下の手紙が、匿名希望のラサの住民から届いた。ラサの現在の状況と緊張感に関する私感が綴られている。

昨日は割と暖かく、ガソリンスタンドを警備する兵士たちは日よけの傘をさしていた。今日はその反対で寒く、曇っており、暴風雨が山々や、時には谷間をさまよい、雪もちらついている。天気と同じように、ラサの規則も変わりやすい。ほとんどどこへでも行ける日の翌日に、軍の検問所が通行を禁じたりする。先週の始めのうちは、日常がほとんど戻ってきたように見えた。検問所の警備はリラックスしており、もう深刻そうには見えなかったし、さらに通りの軍隊も少なくなっていた。しかし、軍の厳しい規制は突然戻ってきた。数日前の夕方、私は北京路を歩いていた。たくさんの軍用トラックが通り過ぎ、町中をパトロールしていた。一般車両はごく僅かで、通りにはほとんど一般市民がいなかった。緊張感が漂い、普段は童顔の兵士たちが、突然恐ろしく見えた。
最近のラサの状況を述べるのは、包括的なことが分からないので難しい。町を見回してみると、ポタラ宮殿の東のチベット旧市街以外は普通に見えるかもしれない。旧市街では、軍が各交差点を押さえており、各通りの両側に立ち、身分証を厳しくチェックしている。小さな路地にさえ、少なくとも4人の兵士がおり、その内の少なくとも一人は銃剣を持ち、全員が盾と警棒、ヘルメットを装備している。大きな交差点には警備の兵士も多く、通行人はチェックのために並ばなければならない。漢民族はチベット人よりも簡単に通過できる。Tromsikhang地区とBarkhor地区に住むチベット人は、自宅周囲への外出の許可を得るのに、警察の発行した特別許可証が必要となる。
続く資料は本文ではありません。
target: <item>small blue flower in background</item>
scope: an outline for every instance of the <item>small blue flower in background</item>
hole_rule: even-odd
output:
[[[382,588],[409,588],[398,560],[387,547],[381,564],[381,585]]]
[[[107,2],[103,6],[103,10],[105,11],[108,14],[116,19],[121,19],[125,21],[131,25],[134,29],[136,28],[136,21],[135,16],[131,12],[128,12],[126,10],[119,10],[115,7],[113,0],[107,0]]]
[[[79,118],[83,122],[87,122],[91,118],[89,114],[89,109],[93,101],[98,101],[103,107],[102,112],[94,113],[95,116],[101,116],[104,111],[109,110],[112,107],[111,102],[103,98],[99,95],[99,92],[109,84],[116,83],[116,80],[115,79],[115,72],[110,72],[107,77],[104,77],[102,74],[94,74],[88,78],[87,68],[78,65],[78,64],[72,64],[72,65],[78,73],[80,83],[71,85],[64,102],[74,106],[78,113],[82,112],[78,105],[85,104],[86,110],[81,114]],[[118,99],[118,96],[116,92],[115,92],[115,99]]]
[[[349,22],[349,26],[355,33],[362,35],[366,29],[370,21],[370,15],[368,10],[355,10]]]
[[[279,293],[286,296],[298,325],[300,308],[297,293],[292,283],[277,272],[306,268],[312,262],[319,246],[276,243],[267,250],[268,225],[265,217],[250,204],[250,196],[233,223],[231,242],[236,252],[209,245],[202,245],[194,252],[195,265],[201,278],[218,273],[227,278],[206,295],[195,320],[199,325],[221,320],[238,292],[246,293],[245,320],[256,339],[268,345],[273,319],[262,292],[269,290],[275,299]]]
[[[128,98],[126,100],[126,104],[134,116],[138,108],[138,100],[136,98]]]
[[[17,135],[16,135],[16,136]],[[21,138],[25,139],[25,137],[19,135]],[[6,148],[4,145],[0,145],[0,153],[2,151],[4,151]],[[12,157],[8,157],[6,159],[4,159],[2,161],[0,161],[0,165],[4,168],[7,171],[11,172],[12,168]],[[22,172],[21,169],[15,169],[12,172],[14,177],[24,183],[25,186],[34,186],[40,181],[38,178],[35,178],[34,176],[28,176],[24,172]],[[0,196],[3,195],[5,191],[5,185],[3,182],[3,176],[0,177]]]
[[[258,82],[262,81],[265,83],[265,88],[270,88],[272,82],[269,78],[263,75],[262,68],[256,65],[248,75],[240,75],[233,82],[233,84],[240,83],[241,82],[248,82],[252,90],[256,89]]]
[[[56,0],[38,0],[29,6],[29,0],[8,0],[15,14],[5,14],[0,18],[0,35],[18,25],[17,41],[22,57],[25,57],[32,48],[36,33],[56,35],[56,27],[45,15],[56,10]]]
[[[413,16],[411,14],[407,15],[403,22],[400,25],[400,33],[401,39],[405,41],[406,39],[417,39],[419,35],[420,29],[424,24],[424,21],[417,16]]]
ジョカン寺前の広場は、普段は五体投地をしたり、(宗教的な儀式として)歩き回ったり、憩いにくる人たちで溢れているのだが、今は全く誰もいない。広場の前では2人の青い制服の兵士が誰も広場に入らないよう見張っている。どちらかが休む場合は緑の制服の兵士が突然現れ、普段は憩いの場であるこの広場に人が入らないよう監視に当たる。ジョカン寺の周りの通りも空っぽだ。通行できるのは近辺の住民のみだが、ジョカン寺を回るコラス(宗教的なもの)は全面的に禁止されている。いつもなら活気のある商店やコラスは影を潜め、軍隊の警備のそばでサッカーなどをして遊んでいる小さな子供たちがいるぐらいだ。

政府は北京路とセラ路の工事を始めた。所々掘り返され、3月14日の抗議で車が焼かれた際に残った跡を消している。抗議者が商店の窓を割るのに使った北京路の敷石も、元通りに敷き直されている。ラサを歩いていると、まだ焼かれたり壊されたりした商店が目につく。北京路だけでも焼かれたものが約16軒あり、それには中国銀行と宝石店が含まれる。

道路や商店のみならず、いくつかの伝統的な古いチベットの家も再建されている。

ぱっと見には、厳格な軍の存在が見えないかもしれないが、ホテルや中庭、塀の中にトラックやテント、訓練中の兵士などがいる。外から見えない全てのスペースに、軍が存在している。空きビルや、建物の影、時にはラザ市立人民病院の中庭に隠れている。

ラサの通りを歩くと、大きな茶店はたいがい閑散として、商店も閉まっており、人々がどれほど恐れているかを感じることが出来る。集まりには疑いがもたれるため、通りで友達に話しかける人もほとんどいない。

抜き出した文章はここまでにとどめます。